Often overlooked team headshots can communicate in ways that are in line with your brand or against it. A common place this is seen is on LinkedIn and on the "about" or "team" pages of your website. Like anything a headshot is going to communicate something and why not have it communicate who the people are that make up your company in the best light possible.
I challenge you to do a quick audit for yourself – go search your company on LinkedIn and pull up the team page on your website and ask yourself the following 3 questions...
Do you even have headshots on your website and Linkedin profiles?
If you don't you're missing out big time. Linkedin states profiles without headshots see 11 times fewer views than profiles that do. So consider if you have a team of ten that gets an average of 10 views a day, that adds up to over 36K impressions your business name is getting for free. Now without headshots, you're down to just over 3K a year. That's about a 33K impression difference of free outreach.
Not to mention the benefits you have on adding the human element to your business that has great impact on creating a bond with your customers. Or maybe you don’t like creating bonds with your customers?
Is there any consistency to your team headshots?
I'm not saying you need to have images that are all perfectly the same for your whole team(though you could and many do find this to be a good option) but you should have a consistent feel and look to the images. No need for the stiff look, get creative but be consistent. If everyone looks like their photo was taken at the different times it could make your prospects wonder if there have been a lot of turnover with your leadership and make them hesitate to take that new project with your firm.

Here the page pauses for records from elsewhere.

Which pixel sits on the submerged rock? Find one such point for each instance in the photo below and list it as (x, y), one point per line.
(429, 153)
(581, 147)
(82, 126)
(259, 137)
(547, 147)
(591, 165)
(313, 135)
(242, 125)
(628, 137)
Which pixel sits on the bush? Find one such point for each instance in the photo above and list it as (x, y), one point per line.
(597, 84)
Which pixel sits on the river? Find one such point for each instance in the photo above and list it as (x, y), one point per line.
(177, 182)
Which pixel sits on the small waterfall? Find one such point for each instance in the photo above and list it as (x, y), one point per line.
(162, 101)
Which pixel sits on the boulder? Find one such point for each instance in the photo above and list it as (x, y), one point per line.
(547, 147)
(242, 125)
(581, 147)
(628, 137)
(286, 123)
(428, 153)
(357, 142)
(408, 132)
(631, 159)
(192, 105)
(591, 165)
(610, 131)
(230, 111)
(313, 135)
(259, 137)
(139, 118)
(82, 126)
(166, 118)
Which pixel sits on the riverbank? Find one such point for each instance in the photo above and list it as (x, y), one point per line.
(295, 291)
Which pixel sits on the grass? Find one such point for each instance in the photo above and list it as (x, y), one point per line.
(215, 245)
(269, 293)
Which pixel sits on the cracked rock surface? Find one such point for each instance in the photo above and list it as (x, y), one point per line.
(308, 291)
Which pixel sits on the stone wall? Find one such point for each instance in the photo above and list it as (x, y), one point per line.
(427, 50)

Don’t make people wonder if there are issues going on within your business– have a consistent look that can be reproduced when needed regardless of if you need 1 person photographed or 1000 people photographed. Not sure what that looks like– we can help, get in touch here.
Are your photos up to date– meaning shot within 2 years, matching current hairstyles and color and so on.

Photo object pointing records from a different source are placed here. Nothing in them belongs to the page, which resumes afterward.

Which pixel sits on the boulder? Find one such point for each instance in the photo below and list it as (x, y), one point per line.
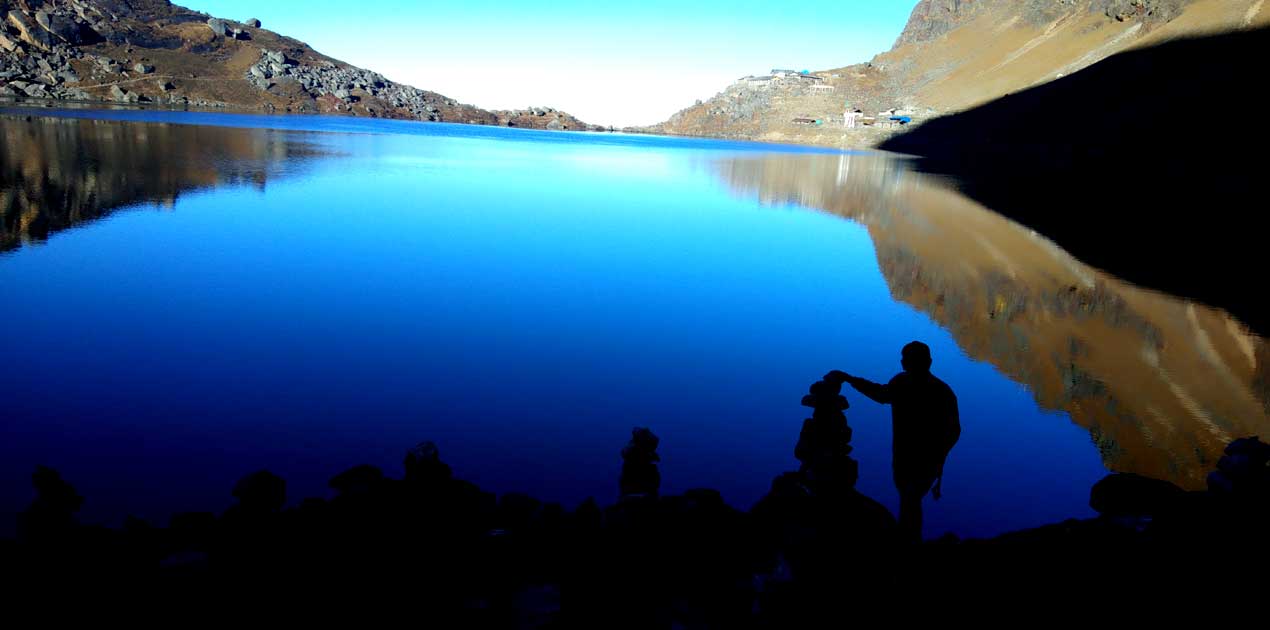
(31, 33)
(1124, 494)
(122, 95)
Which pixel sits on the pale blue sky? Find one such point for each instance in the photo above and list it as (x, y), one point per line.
(606, 62)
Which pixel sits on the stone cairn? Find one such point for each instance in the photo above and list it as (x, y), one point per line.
(640, 476)
(824, 443)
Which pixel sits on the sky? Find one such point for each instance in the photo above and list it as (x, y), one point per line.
(616, 64)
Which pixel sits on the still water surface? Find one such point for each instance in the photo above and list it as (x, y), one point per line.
(191, 297)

I hear it all the time “we already have headshots” and I follow on cue with, how old are the images… If your photo is not current—meaning it's over 2 years old— it needs to be updated. Chances are you’ve aged(it’s life, sorry), you have a new hair style, your professional “uniform” has changed– the images you're showing are no longer who your people are. When you have a photo of someone at 25 and their now 32 you are no longer communicating who they honestly are. People feel deceived by this– leaving you to have to rebuild the trust you lost from this miscommunication.
If your team has old, outdated images what kind of message are you sending to your customers? Are you losing trust right from the start?
There are many factors that your headshots effect and it can help communicate your brand or it hand hinder it. If you're strategic about how you used your headshots you can leverage these simple photos. Clearly at Walker Photography, we’re passionate about headshots— we exist because we want to help you connect better with your customers and headshots help do just that.